The first Farmville cannery opened Wednesday, June 16, 1943, with a capacity to process 2,000 cans per day, and quickly became a “model for other state plants,” including six other facilities that opened in quick succession in central Virginia.
While conducting research for my master’s thesis, I spent many hours in the library at Hampden-Sydney College flipping through copies of The Farmville Herald on microfilm. What quickly became clear to me were the deep-rooted traditions of food production and preservation that have flourished for decades in Prince Edward County. My master’s degree is formally in folklore, studying traditions and cultural legacies of communities, with a focus in southern food history. I specifically focused my research on the history and legacy of the Prince Edward County Cannery and had the pleasure of spending many hours there during the summer of 2019, working with both the commercial and home canning branches of the cannery.
From their inception, community canning centers prospered through innovation and tradition. These dual pillars emerged from the ingenuity needed to pool resources in times of economic depression and a desire to eat locally grown produce. The present-day PEC Cannery has continued to flourish because of its commitment to incorporating both innovation and tradition into its operation in new and evolving ways.
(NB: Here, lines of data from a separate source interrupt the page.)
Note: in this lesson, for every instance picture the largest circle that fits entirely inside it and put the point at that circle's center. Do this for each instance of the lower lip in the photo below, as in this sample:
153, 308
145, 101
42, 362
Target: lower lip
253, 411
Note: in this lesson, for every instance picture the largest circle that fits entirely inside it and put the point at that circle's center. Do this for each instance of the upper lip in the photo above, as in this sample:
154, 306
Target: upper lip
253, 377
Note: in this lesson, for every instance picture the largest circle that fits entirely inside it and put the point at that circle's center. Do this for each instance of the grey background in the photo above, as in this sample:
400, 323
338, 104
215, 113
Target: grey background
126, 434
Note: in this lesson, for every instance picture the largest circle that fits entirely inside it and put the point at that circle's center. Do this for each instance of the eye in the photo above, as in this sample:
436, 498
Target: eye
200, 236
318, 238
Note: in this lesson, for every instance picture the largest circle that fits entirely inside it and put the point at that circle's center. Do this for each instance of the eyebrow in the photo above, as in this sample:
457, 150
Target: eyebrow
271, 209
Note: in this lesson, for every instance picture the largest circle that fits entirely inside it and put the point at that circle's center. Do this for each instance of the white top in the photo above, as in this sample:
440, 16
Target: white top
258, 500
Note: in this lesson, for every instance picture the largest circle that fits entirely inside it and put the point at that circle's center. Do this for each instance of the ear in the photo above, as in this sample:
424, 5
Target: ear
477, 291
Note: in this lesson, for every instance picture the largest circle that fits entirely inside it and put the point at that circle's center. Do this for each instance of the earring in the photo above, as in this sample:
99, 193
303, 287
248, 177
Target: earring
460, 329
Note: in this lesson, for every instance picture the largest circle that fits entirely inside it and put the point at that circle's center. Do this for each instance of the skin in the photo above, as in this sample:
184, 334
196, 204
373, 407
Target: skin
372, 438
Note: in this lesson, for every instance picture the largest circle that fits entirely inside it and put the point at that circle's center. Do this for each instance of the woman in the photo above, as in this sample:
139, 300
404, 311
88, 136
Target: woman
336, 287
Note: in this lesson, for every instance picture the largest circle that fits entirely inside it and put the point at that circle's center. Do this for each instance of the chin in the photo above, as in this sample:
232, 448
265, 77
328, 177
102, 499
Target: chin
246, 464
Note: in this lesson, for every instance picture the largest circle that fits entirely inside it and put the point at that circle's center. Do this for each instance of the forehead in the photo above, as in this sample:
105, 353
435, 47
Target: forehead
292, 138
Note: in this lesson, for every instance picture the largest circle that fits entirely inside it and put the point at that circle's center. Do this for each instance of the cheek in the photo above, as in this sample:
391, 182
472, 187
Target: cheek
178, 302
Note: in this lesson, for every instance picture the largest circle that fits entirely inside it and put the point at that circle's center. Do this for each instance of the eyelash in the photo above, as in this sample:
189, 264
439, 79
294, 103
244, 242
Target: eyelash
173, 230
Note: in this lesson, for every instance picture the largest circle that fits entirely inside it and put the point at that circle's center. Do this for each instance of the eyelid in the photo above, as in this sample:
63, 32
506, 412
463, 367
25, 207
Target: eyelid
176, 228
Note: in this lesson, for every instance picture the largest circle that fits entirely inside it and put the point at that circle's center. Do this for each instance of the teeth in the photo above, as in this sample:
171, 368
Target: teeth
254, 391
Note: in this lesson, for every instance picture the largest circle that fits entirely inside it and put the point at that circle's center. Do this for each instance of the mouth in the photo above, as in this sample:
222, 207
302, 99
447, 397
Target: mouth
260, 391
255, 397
Food entrepreneurs and farmers utilize the co-packing services offered by Virginia Food Works (VFW) as a way to market and manufacture their products and personal recipes for resale, while home canners produce their respective family recipes for personal consumption. The symbiotic relationship between tradition and innovation, between home and commercial canning, allows the Prince Edward County Community Cannery to succeed despite many canneries disappearing across the country.
Now, 78 years after Prince Edward County began to pursue the development of a public cannery, I am incredibly thankful to join in the long line of leaders who have championed this cause as the new Director of VFW.
Our former director, Katharine Wilson, is taking on a new professional opportunity, and she has left our organization in great shape to continue to carry out the legacy of production and preservation that has served this community well.
I am looking forward to digging more into the history of the cannery, canning tips and tricks and the VFW process over the next few months with you.